2.    The learned Federal Circuit Court Judge erred in law failing to consider that the Administrative Appeal Tribunal did not follow the relevant circumstances of the applicant and satisfied the criteria for the grant of the visa.

16    Ground 1 of the notice of appeal raises the same contention as that presented to the primary judge. As explained in oral submissions at the hearing today, ground 2 is another way of raising the same contention. The appellant relies on the wording of the bridging visa notification dated 3 March 2016. In particular, the appellant relies on the statement on page 3 of that document that[b]y 10:00am on 08/03/2016 the holder must make a valid application for a visa of a class that can be granted in Australia”. The appellant submits, in summary, that the notification communicated to the appellant that he had a right to apply for a substantive visa within that period referred (i.e. up to 10.00 am on 8 March 2016). The appellant submits that he lodged his application by that time (although it was stamped as received on 9 March 2016). The appellant accepts that the 28 day period that commenced on 1 February 2016 had come to an end on 1 March 2016, but he submits that the bridging visa notification gave him until 10.00 am on 8 March 2016 to apply for a visa.

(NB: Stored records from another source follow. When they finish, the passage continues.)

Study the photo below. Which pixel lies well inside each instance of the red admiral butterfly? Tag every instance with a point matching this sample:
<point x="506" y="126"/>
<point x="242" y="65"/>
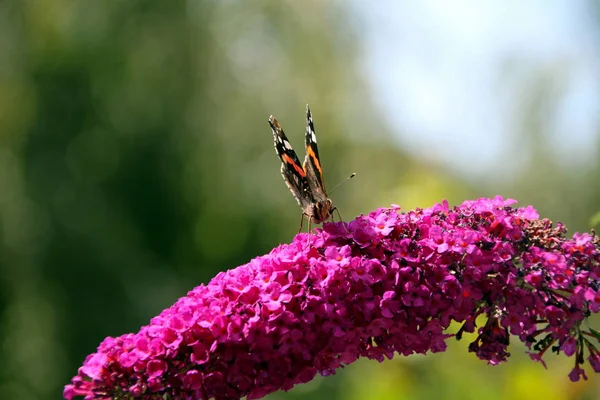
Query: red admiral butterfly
<point x="305" y="181"/>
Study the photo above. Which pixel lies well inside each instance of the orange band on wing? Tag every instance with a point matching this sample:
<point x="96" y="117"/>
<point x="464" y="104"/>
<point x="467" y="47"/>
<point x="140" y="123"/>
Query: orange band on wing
<point x="313" y="156"/>
<point x="288" y="160"/>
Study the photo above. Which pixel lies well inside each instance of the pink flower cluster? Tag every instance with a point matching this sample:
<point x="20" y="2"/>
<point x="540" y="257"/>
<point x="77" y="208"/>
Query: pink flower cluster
<point x="382" y="284"/>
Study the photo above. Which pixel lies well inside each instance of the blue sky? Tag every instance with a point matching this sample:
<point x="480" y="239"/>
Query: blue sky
<point x="449" y="76"/>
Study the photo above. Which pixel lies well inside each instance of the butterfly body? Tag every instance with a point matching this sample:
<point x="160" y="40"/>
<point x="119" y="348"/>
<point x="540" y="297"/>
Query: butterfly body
<point x="305" y="180"/>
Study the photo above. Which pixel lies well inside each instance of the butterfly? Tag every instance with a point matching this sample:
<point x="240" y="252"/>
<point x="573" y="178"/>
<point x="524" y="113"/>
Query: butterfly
<point x="305" y="181"/>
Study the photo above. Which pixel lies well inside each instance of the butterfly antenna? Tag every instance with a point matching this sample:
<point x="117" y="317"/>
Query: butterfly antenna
<point x="352" y="175"/>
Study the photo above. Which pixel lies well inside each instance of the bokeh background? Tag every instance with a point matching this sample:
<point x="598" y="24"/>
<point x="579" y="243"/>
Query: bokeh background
<point x="136" y="161"/>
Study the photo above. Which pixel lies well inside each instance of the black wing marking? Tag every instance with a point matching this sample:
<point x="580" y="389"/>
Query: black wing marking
<point x="292" y="171"/>
<point x="312" y="162"/>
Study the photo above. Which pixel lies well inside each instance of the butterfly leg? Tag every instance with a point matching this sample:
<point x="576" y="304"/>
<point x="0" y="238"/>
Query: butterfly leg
<point x="340" y="217"/>
<point x="308" y="245"/>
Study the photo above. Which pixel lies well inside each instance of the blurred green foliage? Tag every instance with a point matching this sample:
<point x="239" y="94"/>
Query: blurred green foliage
<point x="136" y="162"/>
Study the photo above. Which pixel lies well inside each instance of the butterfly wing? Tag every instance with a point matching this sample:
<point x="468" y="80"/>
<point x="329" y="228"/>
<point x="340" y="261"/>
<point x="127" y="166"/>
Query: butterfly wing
<point x="291" y="169"/>
<point x="312" y="162"/>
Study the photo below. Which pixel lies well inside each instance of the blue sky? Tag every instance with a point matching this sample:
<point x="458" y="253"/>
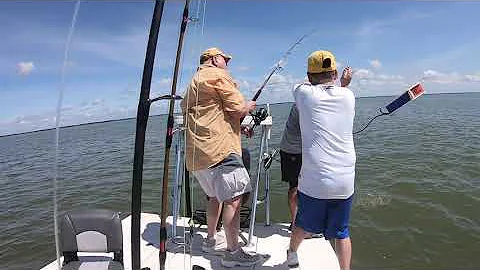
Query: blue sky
<point x="390" y="45"/>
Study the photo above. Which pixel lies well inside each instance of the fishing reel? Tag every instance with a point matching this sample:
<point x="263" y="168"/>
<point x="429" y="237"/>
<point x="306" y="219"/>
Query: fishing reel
<point x="257" y="118"/>
<point x="268" y="158"/>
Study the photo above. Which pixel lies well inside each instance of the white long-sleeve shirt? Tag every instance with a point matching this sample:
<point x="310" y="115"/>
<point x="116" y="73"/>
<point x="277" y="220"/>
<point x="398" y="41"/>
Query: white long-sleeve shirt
<point x="326" y="114"/>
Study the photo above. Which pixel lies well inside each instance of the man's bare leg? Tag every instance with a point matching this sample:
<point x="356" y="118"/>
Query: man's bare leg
<point x="298" y="234"/>
<point x="231" y="222"/>
<point x="292" y="204"/>
<point x="343" y="248"/>
<point x="213" y="214"/>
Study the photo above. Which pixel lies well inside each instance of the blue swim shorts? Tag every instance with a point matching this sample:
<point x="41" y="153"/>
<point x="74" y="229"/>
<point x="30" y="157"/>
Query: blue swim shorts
<point x="327" y="216"/>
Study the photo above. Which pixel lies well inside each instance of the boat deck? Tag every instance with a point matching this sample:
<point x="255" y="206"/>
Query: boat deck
<point x="271" y="241"/>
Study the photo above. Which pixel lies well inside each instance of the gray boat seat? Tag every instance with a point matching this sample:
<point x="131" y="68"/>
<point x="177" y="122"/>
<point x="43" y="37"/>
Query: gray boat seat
<point x="95" y="231"/>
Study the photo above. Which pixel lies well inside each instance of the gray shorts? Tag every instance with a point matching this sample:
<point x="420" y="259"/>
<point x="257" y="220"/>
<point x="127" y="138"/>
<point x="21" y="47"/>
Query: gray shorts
<point x="224" y="182"/>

17    In my view, this contention should be rejected, essentially for the reasons given by the primary judge. The bridging visa notification stated that the appellant was required to make a “valid application” for a visa by 8 March 2016. Whether or not the appellant was able to make a valid application for a visa depended on the operation of the Migration Act and the Migration Regulations. The bridging visa notification did not confer on the appellant a right to make a valid application for a visa if none otherwise existed. It has not been shown that the Migration Act or the Migration Regulations conferred on the appellant a right to make a valid application for a student visa. As the appellant concedes, the relevant application was not made within the applicable 28 day period.

18    In oral argument, reference was made to a further bridging visa notification dated 10 March 2016. This document was not in the materials before the Court. The appellant submits that it can be assumed to have contained similar wording. Even if that be so, the same reasoning would apply.

19    For these reasons, I reject the appellant’s contention. It follows that the appeal is to be dismissed.

I certify that the preceding nineteen (19) numbered paragraphs are a true copy of the Reasons for Judgment herein of the Honourable Justice Moshinsky.